The villain, known as “Jimbo” or “the old man,” is at once a preacher, a philanderer and a drunkard, given to fits of blind rage directed at his long-suffering wife (who’s the picture of blackberry cobbler-baking, Bible-quoting saintliness) and his boys James and Arnold Ray (our narrator), who slave endlessly at the mill only to be abused by their sneery, gun-toting father. Not surprisingly, everyone has blood in his eye—including the deputy scoundrel Bill McCoy, who torments the brothers’ beloved pack mules and has all the empathy of a tree stump.

Robinson shows off a keen ear for his “baccer-smokin’” antagonists’ backwoods dialect (“I see that old man of yern hain’t kilt ye”), a classic grasp of Oedipal melodrama and, best of all, the gift for providing a nearly perfect moral centerpiece: His earthy, pipe-smoking lumberjack Calvin Williams, who hires on as a workmate at the mill, combines the woodsy skills of a Paul Bunyan with the rough wisdom of a country poet. “[B]ig and crazy as he acted…he had a kind heart about him,” Arnold observes.

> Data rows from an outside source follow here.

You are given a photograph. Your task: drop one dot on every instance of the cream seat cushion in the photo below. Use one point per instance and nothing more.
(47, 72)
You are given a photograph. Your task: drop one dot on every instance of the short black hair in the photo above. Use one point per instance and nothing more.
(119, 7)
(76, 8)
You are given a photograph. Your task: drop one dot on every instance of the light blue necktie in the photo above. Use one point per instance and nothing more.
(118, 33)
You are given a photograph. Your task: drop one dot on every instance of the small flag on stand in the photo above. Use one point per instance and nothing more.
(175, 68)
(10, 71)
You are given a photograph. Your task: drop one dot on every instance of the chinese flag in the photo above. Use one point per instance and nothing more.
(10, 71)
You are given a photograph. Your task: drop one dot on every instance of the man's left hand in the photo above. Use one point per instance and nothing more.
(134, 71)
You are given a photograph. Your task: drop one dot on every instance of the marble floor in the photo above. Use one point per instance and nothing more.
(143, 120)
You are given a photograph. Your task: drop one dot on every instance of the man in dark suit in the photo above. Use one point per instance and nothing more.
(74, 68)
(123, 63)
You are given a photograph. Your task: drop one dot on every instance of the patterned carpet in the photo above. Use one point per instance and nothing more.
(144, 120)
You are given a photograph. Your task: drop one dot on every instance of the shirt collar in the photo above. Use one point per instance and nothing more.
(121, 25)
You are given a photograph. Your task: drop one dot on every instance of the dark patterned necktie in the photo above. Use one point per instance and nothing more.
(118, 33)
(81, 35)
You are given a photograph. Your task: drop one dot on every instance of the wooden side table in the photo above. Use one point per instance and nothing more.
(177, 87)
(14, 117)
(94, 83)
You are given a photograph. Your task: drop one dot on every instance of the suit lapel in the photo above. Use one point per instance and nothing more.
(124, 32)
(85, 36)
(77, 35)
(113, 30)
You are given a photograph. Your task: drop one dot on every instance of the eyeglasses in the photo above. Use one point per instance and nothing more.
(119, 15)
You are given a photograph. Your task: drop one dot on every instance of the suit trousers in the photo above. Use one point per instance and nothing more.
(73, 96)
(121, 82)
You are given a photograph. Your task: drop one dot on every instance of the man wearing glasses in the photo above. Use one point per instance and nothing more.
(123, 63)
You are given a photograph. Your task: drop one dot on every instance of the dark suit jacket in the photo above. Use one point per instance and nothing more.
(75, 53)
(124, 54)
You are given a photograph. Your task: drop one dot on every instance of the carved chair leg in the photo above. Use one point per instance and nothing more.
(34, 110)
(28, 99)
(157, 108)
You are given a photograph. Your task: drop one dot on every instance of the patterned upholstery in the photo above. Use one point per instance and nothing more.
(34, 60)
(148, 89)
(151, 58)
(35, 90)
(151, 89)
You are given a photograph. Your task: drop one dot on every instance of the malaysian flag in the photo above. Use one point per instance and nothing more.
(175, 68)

The author, who is writing a series of these Second Born volumes, has a faint weakness for sentimentality (the boys’ mother is fairy tale-virtuous), and his otherwise admirable rustic lexicon might deploy a few too many “milkin’ sheds” and “Whiskey Hollers.” But Robinson is a sure-handed creator of vivid, authentic regional fiction who has attained the highest compliment any reader can bestow: It’s just like being there.